Early
History of Computer Graphics
We
need to take a brief look at the historical development of computer graphics to
place today's system in context. Crude plotting of hardcopy devices such as
teletypes and line printers dates from the early days of computing. The Whirlwind Computer developed in 1950 at the
Massachusetts Institute of Technology(MIT) had computer-driven CRT displays for
output. The SAGE air-defense system developed in the middle 1950s was the first to use command and
control CRT display consoles on which operators identified targets with light
pens(hand-held pointing devices that sense light emitted by objects on the screen).
Later on Sketchpad system by Ivan Sutherland came in light. That was the
beginning of modern interactive graphics. In this system, keyboard and light
pen were used for pointing, making choices and drawing.
At
the same time, it was becoming clear to computer, automobile, and aerospace manufacturers
that CAD and computer-aided manufacturing(CAM)
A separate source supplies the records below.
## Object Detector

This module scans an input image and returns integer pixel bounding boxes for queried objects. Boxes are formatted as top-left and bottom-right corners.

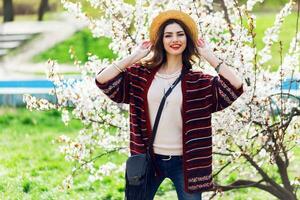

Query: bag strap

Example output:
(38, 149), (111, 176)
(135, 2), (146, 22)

(147, 72), (183, 151)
activities had enormous potential for automating drafting and other
drawing-intensive activities. The General Motors CAD system for automobile
design , and the Itek Digitek system for lens design, were pioneering efforts
that showed the utility of graphical interaction in the iterative design cycles
common in engineering. By the mid-60s , a number of commercial products using
these systems had appeared.
At
that time only the most technology-intensive organizations could use the
interactive computer graphics whereas other used punch cards, a non-interactive
system. Among the reasons for this were these:
·
The high cost of the graphics hardware-at a time
when automobiles cost a few thousand dollors, computers cost several millions
of dollors, and the first computer displays cost more that a hundred thousand
dollors.
·
The need for large-scale, expensive computing
resources to support massive design database.
·
The difficulty of writhing large, interactive
programs using batch-oriented FORTRAN programming.
·
One of a kind , non portable software, typically
written for a particular manufacturer's
display devices. When software is non-portable, moving to new display
devices necessitates expensive and time-consuming rewriting of working
programs.
This interactive computer
graphics had a limited use when it started in the early sixties. But became
very common once the Apple Macintosh and IBM PC appeared in the market with affordable cost.